By the Hand of the Father
CD/Media

About Productions is pleased to announce the release of
the CD Recording of
By the Hand of the Father–Songs & Stories of Men Who Straddled a
Border and Passed on a Distinct Cultural Legacy
The CD captures the power of the groundbreaking theater work that has
been hailed as creating a "poignant vision" of the unique 20th century
journey of the Mexican-American father.
Musical Guests:
Pete Escovedo, Rosie Flores, Ruben Ramos (Los Super Seven)
and Cesar Rosas (Los Lobos)
Stories written by Theresa Chavez, Eric Gutierrez and Rose Portillo
Performed by Rose Portillo and Kevin Sifuentes
The CD is available nationally at all record stores
(filed under "Alejandro Escovedo")
OR can be ordered directly from About Productions
$17 (including postage)
This purchase supports the programs of the not-for-profit theater company.
Just send a check indicating the # of CDs you are ordering in the memo of the check and mail to:
About Productions
145 N. Raymond Ave.
Pasadena, CA 91103
aboutpd@aol.com
626/396-0920
THE FOLLOWING IS AN EXCERPT FROM A PIECE BY SUSAN MARTINEZ
PUBLISHED IN THE MAGAZINE Rap and Rock Confidential:
The soundtrack to my story arrived in the mail on a CD last week. "By the Hand of the Father" is
the music and selected stories from the theatrework created by Alejandro
Escovedo in collaboration with playwrights Theresa Chavez, Eric Gutierrez
and Rose Portillo.

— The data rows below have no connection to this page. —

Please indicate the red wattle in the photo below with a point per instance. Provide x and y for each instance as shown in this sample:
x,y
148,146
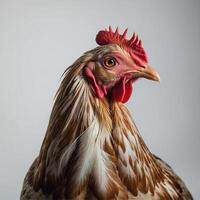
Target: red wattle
x,y
122,90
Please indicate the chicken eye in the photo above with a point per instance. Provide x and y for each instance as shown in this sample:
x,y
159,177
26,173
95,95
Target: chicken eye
x,y
109,62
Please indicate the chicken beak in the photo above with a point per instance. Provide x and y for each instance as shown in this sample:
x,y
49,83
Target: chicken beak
x,y
149,73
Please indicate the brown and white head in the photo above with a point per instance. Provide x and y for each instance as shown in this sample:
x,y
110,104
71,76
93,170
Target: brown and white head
x,y
116,64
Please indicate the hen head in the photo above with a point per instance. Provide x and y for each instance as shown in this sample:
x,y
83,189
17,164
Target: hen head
x,y
116,64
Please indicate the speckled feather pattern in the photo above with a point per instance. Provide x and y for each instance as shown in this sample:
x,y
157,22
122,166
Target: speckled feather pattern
x,y
93,150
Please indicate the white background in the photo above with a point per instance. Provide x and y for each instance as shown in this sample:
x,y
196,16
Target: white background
x,y
39,39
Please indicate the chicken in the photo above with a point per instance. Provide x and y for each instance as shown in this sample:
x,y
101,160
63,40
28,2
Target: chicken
x,y
92,148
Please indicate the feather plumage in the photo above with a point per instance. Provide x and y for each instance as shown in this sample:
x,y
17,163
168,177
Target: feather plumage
x,y
93,150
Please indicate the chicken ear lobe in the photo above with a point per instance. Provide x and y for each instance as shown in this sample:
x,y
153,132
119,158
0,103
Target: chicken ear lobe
x,y
122,91
95,87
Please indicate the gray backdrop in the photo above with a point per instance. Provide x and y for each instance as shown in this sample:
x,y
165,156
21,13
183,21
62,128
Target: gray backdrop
x,y
39,39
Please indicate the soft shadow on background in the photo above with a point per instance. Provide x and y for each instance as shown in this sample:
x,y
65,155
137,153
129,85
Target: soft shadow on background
x,y
39,39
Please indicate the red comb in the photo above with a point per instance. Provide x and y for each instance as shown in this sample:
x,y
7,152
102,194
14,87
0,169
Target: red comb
x,y
133,46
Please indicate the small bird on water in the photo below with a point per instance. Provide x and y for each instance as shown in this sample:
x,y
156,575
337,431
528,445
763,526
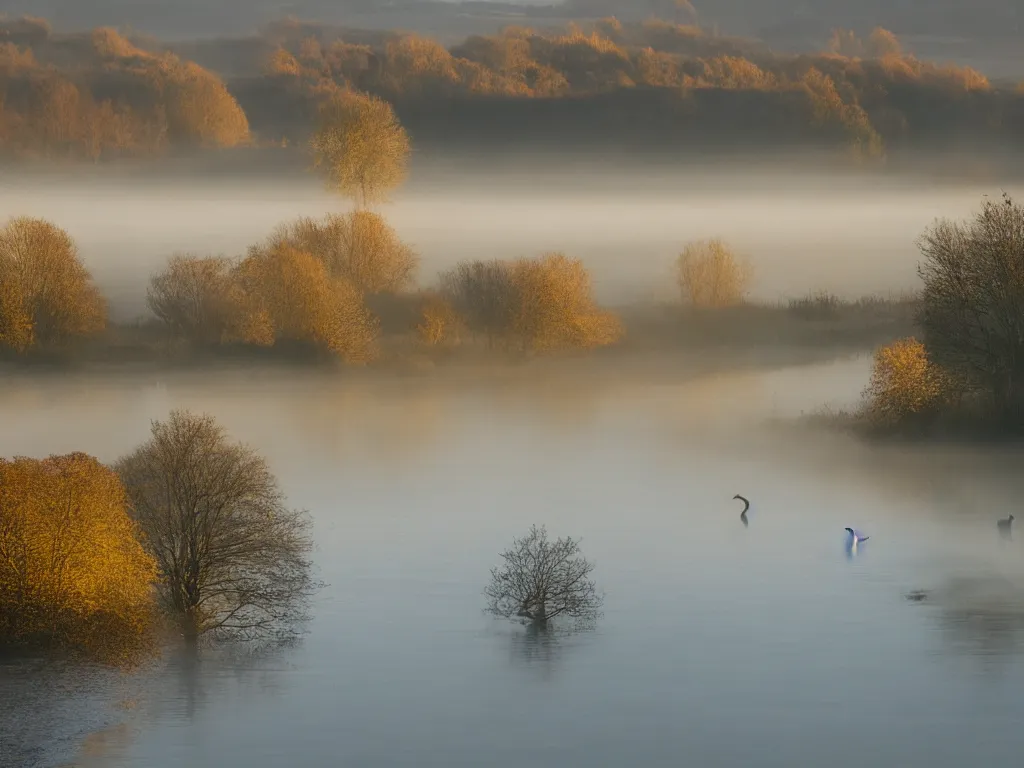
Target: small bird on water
x,y
856,537
747,506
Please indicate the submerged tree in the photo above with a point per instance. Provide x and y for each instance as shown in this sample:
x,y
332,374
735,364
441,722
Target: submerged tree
x,y
973,302
541,580
73,573
232,557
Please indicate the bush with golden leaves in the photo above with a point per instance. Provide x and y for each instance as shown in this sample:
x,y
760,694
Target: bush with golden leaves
x,y
555,308
905,385
192,297
281,293
200,109
711,274
544,303
47,295
439,324
361,146
358,246
73,572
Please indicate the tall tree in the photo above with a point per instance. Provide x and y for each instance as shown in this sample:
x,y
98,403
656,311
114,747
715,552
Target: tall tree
x,y
231,555
361,147
974,300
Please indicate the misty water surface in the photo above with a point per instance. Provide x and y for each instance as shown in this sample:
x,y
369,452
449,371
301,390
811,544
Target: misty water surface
x,y
851,236
720,646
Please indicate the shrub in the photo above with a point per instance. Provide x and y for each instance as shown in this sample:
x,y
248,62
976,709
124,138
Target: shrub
x,y
905,386
361,146
359,247
48,296
73,572
439,324
192,296
284,294
711,274
555,309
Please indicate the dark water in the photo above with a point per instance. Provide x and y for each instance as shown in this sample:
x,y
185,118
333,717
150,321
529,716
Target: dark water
x,y
720,646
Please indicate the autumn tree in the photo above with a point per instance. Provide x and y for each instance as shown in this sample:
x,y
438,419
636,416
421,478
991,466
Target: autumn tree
x,y
232,556
973,302
200,109
361,146
439,324
359,247
905,385
711,274
541,580
192,297
554,308
280,293
46,294
884,43
73,572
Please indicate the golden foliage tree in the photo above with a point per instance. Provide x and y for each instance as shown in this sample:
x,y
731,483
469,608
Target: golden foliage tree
x,y
358,246
73,572
904,384
231,555
884,43
973,301
282,62
200,109
543,303
439,324
555,308
361,146
281,293
711,274
47,296
192,297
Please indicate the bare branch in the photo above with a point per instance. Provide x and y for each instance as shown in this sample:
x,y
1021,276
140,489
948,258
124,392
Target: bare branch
x,y
541,580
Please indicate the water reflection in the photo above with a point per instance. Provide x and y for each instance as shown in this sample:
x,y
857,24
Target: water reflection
x,y
981,615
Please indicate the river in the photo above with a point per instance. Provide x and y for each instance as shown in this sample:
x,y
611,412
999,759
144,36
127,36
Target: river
x,y
719,646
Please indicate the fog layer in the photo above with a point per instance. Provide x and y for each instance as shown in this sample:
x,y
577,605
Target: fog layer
x,y
802,232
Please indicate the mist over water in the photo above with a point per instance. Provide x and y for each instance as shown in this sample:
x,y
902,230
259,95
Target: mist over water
x,y
802,231
720,645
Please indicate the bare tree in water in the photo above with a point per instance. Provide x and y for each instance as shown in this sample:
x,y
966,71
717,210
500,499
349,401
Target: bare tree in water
x,y
541,580
232,556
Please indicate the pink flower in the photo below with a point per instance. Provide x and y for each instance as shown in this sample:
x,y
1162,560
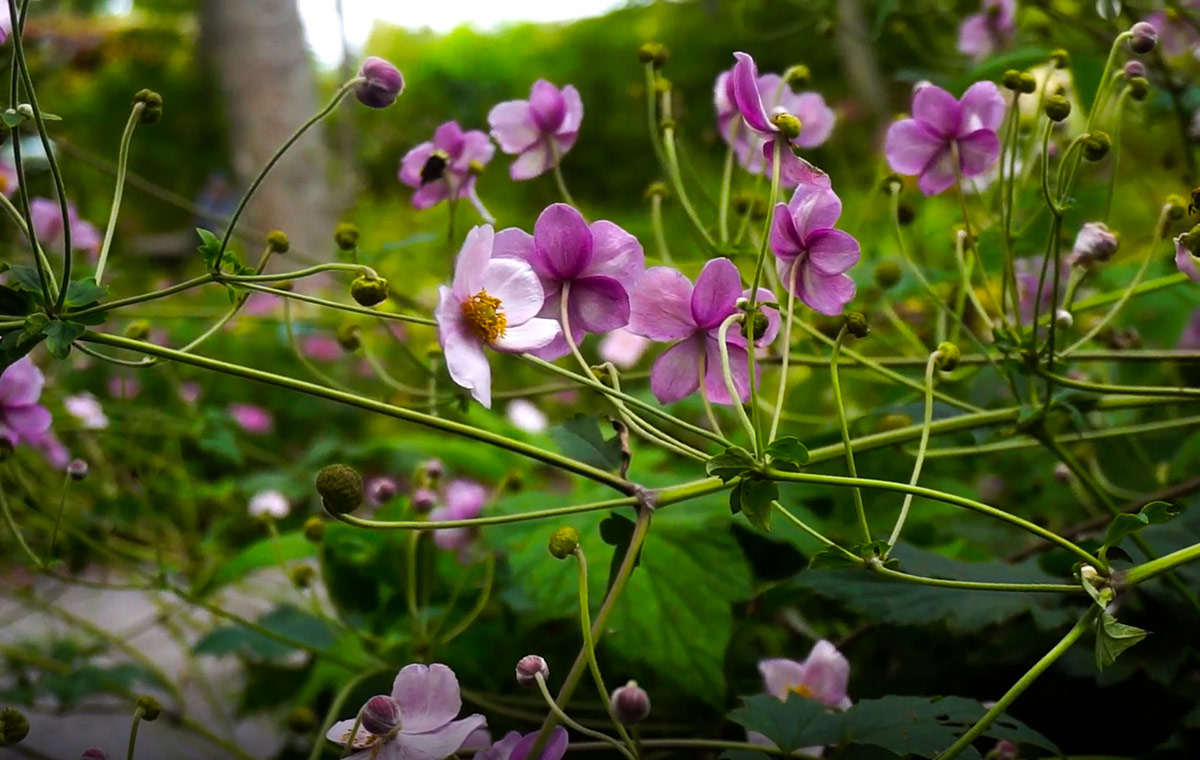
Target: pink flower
x,y
598,262
991,28
492,301
426,700
251,418
538,131
810,256
667,307
816,119
441,169
749,100
925,144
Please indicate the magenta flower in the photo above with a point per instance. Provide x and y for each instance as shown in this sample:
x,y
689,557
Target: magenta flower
x,y
516,747
667,307
816,119
441,169
251,418
925,144
463,501
538,131
599,263
810,256
492,301
749,100
427,701
22,419
47,217
991,28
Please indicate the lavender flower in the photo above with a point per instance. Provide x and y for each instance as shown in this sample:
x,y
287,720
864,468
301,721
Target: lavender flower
x,y
667,307
941,125
444,168
749,101
599,263
516,747
811,256
427,701
538,131
981,34
492,301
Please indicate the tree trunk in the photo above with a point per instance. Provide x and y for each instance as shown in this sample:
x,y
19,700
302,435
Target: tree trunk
x,y
267,79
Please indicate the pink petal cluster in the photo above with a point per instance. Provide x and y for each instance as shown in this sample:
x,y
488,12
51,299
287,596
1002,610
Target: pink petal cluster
x,y
667,307
597,263
810,256
925,144
538,131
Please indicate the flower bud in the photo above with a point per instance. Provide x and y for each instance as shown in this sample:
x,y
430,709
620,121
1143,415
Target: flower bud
x,y
1056,107
340,488
563,542
149,707
528,668
857,324
382,84
1096,145
381,714
138,329
630,702
346,235
653,53
1143,37
1139,88
315,530
948,355
277,241
13,726
369,291
77,470
887,274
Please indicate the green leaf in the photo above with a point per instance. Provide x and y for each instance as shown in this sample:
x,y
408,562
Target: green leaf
x,y
733,462
1114,638
792,725
789,449
59,336
580,438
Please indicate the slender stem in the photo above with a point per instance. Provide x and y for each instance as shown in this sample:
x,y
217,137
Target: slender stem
x,y
123,157
1023,683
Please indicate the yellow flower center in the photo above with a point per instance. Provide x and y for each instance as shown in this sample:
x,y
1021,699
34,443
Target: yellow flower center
x,y
484,316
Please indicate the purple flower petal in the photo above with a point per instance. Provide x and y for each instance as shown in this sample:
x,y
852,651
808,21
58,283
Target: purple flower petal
x,y
660,305
563,241
718,287
676,373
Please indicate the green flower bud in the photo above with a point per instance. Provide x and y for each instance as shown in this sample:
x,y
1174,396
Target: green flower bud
x,y
563,542
856,324
346,235
369,291
277,241
13,726
948,355
887,274
149,707
340,488
1056,107
1096,145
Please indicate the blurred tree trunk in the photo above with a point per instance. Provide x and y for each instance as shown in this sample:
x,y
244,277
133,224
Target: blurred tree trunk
x,y
267,79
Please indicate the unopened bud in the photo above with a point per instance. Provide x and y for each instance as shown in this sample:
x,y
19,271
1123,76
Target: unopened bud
x,y
528,668
340,488
631,704
563,542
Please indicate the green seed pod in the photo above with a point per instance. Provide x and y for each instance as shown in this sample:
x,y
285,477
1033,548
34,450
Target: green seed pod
x,y
369,291
563,542
340,488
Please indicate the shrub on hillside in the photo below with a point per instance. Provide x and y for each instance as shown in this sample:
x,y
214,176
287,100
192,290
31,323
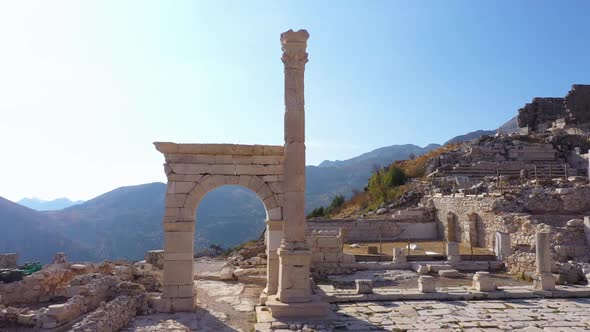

The play and music explore the relationships between immigrant
fathers and their children, but the CD could also be the sonic companion
to my journey as a woman staking a claim where race and culture are defined
and undefined by the migration of time, boundaries, and blood.
"By The Hand of the Father" is not just about the border, and I don't mean any disservice by saying that, because the lyrics and imagery are tangible and fragrant, among the most exquisite poetry I have ever heard: "On
the border of a new age, I have a foot in each century. But when time was measured
differently and borders had another meaning, my father had a foot in each country,
where the mud on each boot caked the same and the dirt sifted the same through
each hand and the earth had but one scent."
This is the music of contradiction and resolve, of carrying twice the story instead of clutching a history half-lost. It is a landscape populated by guitars and fathers who bury their sons; by violins and lovers swept up in Italian waltzes at the Aragon ballroom; by the mourning of a cello as a daughter wonders what makes her father's hand suddenly strike... it is the man who cries after a lifetime of marriage that he wasn't a saint but he stayed. After all this, doesn't it matter to have stayed?
These are the songs of defending your identity, even to your own parents. I am not the first child in my father's family brought into the world in spanish, more likely I was the last; nor am I the first of a wave of Mexican-Americans: my father's family has lived in the same area of the west where it is the nation's border that has migrated, not just the people. Mom bristles when I remind her that though her side of the family settled New England, dad's side was here first. When my great-great-grandfather traveled west to find gold, he cut through my other great-great-grandfather's sheep pasture and silver mine to get there.
"We met at a point in space and passed off a genetic code, a hand to hand return
to earth. Two separate bodies, two separate minds under one roof. And when
you leave this earth we will return to that point for just a moment, our two
bodies becoming one continuous line til we float away from each other, two bright
signals across a bright universe transmitting a message in pure silence."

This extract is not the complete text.